# Maths - and Manchester United.



## KeithChesterfield (Mar 12, 2010)

Sir Alec Fergie decides that he needs to have the players with the best brains in his Manchester United team.

He thought a Maths test might help him decide who to choose.

He picked out Rooney for his first question.

“Wayne, take your time” said Fergie “What is two added to two?”

“Four, Boss” replies Rooney, after a few moments hesitation.

The other players, almost as one, shout out - 

“Boss, give him another chance!”


----------



## grandadbaza (Jan 3, 2008)

KeithChesterfield said:


> Sir Alec Fergie decides that he needs to have the players with the best brains in his Manchester United team.
> 
> He thought a Maths test might help him decide who to choose.
> 
> ...


I wish you would leave Man Utd and there players alone!!!
there not all as thick as you think ,anyone can make a mistake , I rang Wayne and he agreed he was having a bad day , and he actually knows that two add two is twenty two , so there, he is not as thick as you make out :roll: :roll: :roll: :wink:


----------



## Sprinta (Sep 15, 2010)

not forgetting the day Wayne went in for training with a new Thermos flask that he'd got as a birthday present

When the lads asked what it was for he told them

"it's for keeping hot things hot, and cold things stay cold"

"so what have you got in it today then Wayne?" asked Rio Ferdinand
.
.
.
.
..
.
.
.
..

"I've put in some icecream and some of me mums stew" 

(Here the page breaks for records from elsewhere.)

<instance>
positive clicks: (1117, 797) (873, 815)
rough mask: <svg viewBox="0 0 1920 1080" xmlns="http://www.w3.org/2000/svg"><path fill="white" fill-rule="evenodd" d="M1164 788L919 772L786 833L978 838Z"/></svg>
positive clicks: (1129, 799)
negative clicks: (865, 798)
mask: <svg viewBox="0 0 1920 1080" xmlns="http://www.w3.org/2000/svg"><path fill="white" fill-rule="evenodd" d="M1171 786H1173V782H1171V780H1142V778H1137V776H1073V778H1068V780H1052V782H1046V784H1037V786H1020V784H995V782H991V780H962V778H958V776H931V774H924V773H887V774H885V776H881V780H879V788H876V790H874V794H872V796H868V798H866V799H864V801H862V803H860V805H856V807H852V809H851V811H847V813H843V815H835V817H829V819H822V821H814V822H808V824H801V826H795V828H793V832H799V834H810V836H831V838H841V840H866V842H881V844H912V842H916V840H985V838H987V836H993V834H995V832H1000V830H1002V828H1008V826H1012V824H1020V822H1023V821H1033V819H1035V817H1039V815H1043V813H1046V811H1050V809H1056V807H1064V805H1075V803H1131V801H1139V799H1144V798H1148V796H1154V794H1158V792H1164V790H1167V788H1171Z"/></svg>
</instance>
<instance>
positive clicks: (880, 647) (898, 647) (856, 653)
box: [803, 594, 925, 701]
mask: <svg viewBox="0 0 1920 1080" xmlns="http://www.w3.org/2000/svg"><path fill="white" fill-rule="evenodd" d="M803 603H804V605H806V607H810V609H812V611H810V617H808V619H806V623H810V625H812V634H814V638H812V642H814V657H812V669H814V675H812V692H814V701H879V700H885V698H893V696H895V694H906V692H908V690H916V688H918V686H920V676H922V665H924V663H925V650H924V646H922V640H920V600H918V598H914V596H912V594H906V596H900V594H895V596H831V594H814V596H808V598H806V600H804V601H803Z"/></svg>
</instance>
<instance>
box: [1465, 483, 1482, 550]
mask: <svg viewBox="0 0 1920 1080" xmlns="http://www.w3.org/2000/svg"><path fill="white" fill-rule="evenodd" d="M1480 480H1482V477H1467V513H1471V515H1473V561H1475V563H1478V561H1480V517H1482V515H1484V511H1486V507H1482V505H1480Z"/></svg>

:lol: :lol: :lol: :lol: :lol:


----------



## jo662 (Jul 27, 2010)

KeithChesterfield said:


> Sir Alec Fergie decides that he needs to have the players with the best brains in his Manchester United team.
> 
> He thought a Maths test might help him decide who to choose.
> 
> ...


Thought jokes were supposed to be funny! :!:


----------



## GEMMY (Jun 19, 2006)

Yes, but you also need a sense of humour.

tony


----------